L’e-Sport aux jeux Olympiques, ce n’est pas gagné

Si la question d’une éventuelle intégration de l’e-Sport dans la sphère des disciplines olympiques (notamment au travers d’un événement annexe, organisée en parallèle des épreuves traditionnelles) est toujours en suspens, celle de l’admission par le Comité Olympique des jeux jugés « violents », vient quant à elle d’être explicitement déboutée par Thomas Bach. Lors d’un entretien avec la presse, le président du CIO – en poste depuis 2013 – a eu l’occasion de s’exprimer frontalement sur le sujet. Pour lui, l’intégration des « jeux de meurtre » à la liste des disciplines chapeautées par son office est totalement exclue.

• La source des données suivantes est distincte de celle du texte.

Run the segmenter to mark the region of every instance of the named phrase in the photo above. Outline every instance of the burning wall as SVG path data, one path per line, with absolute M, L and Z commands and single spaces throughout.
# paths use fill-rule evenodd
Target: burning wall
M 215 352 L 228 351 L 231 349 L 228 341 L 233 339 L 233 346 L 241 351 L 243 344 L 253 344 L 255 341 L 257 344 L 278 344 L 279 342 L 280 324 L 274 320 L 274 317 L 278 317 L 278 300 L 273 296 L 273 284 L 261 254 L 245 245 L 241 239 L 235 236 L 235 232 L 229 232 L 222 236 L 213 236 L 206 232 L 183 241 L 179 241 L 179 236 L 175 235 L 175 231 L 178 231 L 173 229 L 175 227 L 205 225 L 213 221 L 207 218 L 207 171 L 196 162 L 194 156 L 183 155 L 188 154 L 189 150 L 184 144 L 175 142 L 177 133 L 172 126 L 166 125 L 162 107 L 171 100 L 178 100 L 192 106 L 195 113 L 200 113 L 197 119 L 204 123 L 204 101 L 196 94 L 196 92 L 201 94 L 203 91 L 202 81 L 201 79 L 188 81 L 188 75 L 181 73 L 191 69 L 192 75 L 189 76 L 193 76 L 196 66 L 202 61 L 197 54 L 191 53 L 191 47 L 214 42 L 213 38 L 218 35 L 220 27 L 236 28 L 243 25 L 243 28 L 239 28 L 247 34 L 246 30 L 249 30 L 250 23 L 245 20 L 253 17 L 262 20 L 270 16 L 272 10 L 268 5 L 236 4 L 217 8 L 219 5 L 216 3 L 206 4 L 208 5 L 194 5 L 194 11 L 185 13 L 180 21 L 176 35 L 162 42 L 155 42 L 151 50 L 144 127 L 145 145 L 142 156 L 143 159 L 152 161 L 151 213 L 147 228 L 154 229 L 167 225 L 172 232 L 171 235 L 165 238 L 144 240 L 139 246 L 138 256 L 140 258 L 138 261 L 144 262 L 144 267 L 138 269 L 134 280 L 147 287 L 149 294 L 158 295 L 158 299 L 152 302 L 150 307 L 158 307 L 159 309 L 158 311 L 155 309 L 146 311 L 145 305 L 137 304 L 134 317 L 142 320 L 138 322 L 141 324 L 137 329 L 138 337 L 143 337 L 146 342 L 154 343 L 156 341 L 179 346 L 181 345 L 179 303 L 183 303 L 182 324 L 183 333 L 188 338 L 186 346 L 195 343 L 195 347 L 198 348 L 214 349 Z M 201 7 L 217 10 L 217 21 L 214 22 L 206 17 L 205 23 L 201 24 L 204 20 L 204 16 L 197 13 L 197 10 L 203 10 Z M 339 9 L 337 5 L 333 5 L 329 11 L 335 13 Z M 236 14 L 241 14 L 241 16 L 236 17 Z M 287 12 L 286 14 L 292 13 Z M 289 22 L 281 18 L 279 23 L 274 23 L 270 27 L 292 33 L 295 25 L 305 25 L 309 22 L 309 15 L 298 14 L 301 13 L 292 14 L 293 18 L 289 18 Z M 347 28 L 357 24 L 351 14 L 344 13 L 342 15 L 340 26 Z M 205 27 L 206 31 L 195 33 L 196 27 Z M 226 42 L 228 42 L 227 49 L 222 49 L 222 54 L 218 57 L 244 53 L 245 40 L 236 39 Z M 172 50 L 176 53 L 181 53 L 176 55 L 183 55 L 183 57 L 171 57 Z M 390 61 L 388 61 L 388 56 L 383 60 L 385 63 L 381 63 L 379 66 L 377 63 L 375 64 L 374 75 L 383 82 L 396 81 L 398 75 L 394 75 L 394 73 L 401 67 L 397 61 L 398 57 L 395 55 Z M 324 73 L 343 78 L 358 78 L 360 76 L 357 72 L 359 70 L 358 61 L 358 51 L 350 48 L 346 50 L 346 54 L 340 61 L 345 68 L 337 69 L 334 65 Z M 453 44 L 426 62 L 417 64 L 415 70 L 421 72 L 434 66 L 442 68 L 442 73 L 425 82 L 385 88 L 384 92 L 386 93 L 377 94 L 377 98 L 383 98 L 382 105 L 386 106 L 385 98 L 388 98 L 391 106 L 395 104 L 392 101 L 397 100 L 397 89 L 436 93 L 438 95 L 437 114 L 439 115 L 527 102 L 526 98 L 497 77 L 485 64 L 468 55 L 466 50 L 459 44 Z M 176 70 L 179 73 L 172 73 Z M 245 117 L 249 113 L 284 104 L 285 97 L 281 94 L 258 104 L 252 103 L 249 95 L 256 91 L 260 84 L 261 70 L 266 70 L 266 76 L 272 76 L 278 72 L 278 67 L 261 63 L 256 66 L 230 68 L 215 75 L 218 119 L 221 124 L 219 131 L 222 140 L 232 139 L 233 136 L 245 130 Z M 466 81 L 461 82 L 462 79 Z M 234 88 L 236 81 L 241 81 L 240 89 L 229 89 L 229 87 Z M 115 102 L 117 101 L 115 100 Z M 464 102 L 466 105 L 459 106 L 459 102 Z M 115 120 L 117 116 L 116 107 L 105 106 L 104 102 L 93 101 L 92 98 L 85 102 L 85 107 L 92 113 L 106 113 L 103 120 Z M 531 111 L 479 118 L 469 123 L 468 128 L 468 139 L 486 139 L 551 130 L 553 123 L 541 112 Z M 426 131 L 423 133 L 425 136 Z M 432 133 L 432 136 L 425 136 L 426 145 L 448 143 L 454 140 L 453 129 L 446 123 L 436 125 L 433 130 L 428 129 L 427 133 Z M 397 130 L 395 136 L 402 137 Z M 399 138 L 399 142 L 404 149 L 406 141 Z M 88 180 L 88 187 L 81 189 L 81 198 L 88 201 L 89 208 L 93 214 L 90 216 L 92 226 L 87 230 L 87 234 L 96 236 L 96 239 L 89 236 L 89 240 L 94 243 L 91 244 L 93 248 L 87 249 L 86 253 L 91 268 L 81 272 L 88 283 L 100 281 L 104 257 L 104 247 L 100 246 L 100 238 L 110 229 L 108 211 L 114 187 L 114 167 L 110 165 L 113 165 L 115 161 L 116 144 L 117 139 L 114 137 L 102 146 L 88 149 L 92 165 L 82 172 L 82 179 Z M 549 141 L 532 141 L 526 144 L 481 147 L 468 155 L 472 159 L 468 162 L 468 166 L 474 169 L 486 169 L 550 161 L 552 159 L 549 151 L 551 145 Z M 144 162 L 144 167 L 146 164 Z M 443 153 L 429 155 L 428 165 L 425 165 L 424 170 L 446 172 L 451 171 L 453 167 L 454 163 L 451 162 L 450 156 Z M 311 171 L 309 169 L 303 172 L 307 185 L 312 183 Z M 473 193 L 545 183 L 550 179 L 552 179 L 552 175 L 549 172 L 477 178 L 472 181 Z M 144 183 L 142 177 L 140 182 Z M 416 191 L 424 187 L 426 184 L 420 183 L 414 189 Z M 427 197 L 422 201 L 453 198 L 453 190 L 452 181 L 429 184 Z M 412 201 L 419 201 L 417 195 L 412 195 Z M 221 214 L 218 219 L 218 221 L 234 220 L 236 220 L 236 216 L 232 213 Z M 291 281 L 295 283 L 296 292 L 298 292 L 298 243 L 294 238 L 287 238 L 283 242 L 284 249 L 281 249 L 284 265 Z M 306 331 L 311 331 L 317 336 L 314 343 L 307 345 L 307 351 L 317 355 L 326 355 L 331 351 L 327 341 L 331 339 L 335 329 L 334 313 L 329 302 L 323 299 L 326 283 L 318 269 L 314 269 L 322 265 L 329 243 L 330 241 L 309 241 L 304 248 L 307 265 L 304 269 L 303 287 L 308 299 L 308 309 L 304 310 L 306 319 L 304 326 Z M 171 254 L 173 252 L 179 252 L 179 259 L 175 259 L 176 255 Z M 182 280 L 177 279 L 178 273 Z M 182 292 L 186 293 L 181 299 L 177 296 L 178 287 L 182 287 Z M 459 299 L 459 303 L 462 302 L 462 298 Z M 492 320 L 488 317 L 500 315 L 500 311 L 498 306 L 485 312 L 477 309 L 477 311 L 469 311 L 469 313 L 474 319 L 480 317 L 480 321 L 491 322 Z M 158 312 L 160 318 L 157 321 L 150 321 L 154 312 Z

Au travers de ces récentes déclarations, c’est toute une frange des titres pratiqués par les joueurs d’e-Sport qui vient d’être mise de côté. Cette prise de position tend toutefois à canaliser un éventuel « e-Sport Olympique » dans la lignée directe des disciplines déjà admises par le CIO.

Le président du CIO, Thomas Bach, a énoncé son point de vue au sujet d’une éventuelle intégration de l’e-sport aux disciplines olympiques. Si la question reste globalement en suspens, les jeux « violents » sont pour leur part exclus.

« Nous ne pouvons pas avoir au programme olympique un jeu qui promeut la violence ou la discrimination. Les jeux de meurtre, de notre point de vue, contredisent les valeurs olympiques et ne peuvent donc pas être acceptés », a notamment déclaré Thomas Bach auprès d’Assiociated Press, avant de devancer l’inévitable remarque portant sur les sports de combat admis depuis toujours par le CIO. « Bien sûr, tous les sports de combat ont pour origine des affrontements réels entre les gens. Mais le sport, c’est l’expression civilisée de cela. Les jeux dont le but est de tuer quelqu’un ne peuvent pas être en adéquation avec nos valeurs Olympiques », a-t-il conclu.

Seuls les jeux de sport pourraient trouver leur place au sein des J.O.

C’est du moins ce que l’on peut comprendre à la lecture des propos tenus dernièrement par Zhang Dazhong, le président d’Alisports (filiale sportive d’Alibaba, un géant chinois du e-commerce), recueillis par Reuters. L’intéressé souhaite notamment réduire la quantité de jeux violents présents dans la catégorie e-Sport de l’ASIAD 2022. Son discours se veut par ailleurs tout autant fédérateur et fair-play que celui du CIO : « L’e-Sport devrait porter sur le sport et non sur le divertissement ou sur l’honneur de représenter son pays », a-t-il déclaré.

Toujours selon Zhang Dazhong, le gouvernement chinois serait en outre, lui aussi, opposé à la présence de jeux violents dans les disciplines d’e-Sport : « Le gouvernement chinois s’inquiète que le contenu soit trop violent et mauvais pour la santé des jeunes, mais il soutient quand même l’e-Sport« , note-t-il avant d’ajouter que d’ici quelques années, la dimension proprement sportive de l’e-Sport devrait prendre en importance. « L’e-Sport est la résultante de l’ère digitale. Avec le développement de la technologie, nous aurons accès à plus d’e-Sport requérant un véritable effort physique« .

D’ailleurs, pour lui, les amateurs d’e-Sport seront bientôt en bien meilleure forme physique : « Pour le moment, la silhouette des joueurs d’e-Sport n’est pas très bonne, mais dans le futur, ils auront des muscles« , assure-t-il. Rendez-vous dans quelques années pour savoir si les prévisions de Zhang Dazhong sont justes.